AK: You have spoken of your poetic persona or avatar as that of the flaneur, which is an evocative French term. My friends at Wikipiedia tell us this about the flaneur:

“Flâneur (from the French noun flâneur), means “stroller”, “lounger”, “saunterer”, or “loafer”. Flânerie refers to the act of strolling, with all of its accompanying associations. The flâneur was, first of all, a literary type from 19th century France, essential to any picture of the streets of Paris. It carried a set of rich associations: the man of leisure, the idler, the urban explorer, the connoisseur of the street.”

 Were you a flaneur before you ever heard of the term, or were you won over to this stance after having read about it? Do you have any literary heroes who were or are flaneurs?
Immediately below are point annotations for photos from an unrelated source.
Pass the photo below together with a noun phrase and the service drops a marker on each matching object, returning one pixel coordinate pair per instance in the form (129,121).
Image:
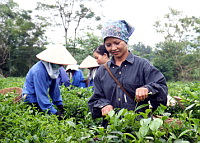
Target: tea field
(179,123)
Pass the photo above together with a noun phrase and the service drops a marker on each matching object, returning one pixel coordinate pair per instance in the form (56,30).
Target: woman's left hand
(141,94)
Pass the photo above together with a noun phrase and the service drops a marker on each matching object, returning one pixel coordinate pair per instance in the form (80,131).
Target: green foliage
(22,123)
(178,56)
(21,39)
(141,50)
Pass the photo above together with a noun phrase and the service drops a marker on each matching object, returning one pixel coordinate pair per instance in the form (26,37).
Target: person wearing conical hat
(77,76)
(90,63)
(41,80)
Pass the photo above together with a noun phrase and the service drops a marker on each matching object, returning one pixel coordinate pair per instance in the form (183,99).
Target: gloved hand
(61,108)
(59,115)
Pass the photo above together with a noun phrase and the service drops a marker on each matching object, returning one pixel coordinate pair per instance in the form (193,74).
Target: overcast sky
(140,13)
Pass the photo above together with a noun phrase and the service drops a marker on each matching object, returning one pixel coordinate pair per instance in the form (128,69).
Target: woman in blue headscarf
(137,75)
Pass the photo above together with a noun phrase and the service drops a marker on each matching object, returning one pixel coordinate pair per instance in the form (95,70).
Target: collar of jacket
(129,59)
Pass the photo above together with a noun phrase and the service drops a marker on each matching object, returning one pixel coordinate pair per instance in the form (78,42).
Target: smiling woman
(137,75)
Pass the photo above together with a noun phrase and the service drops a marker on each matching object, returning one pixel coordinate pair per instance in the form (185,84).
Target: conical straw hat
(72,67)
(89,62)
(57,54)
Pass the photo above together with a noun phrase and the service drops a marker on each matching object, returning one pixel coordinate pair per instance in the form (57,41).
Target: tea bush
(21,123)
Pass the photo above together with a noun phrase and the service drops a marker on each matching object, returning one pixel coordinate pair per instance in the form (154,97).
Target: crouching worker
(41,85)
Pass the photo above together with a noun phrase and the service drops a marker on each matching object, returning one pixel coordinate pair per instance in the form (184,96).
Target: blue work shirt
(37,85)
(78,79)
(133,73)
(63,77)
BC:  Before my acquaintance with flaneuring (not a word, by the way) I was attracted to that figure in English Romantic poetry who wanders through the countryside—unlike the urban flaneur—often falling into a reverie then writing a poem that is a mix of landscape and thought.  He’s a stroller, a dawdler, head in the clouds. My persona is really a modernized version of that character drawn primarily from Wordsworth and Coleridge.  He is by nature a day dreamer whose favorite toys are his thoughts.  Not content to leave the natural world alone, he uses its scenes as launching pads for imaginative flights.  By the way, the flaneur tradition was recently revived in a terrific book by Teju Cole titled Open City.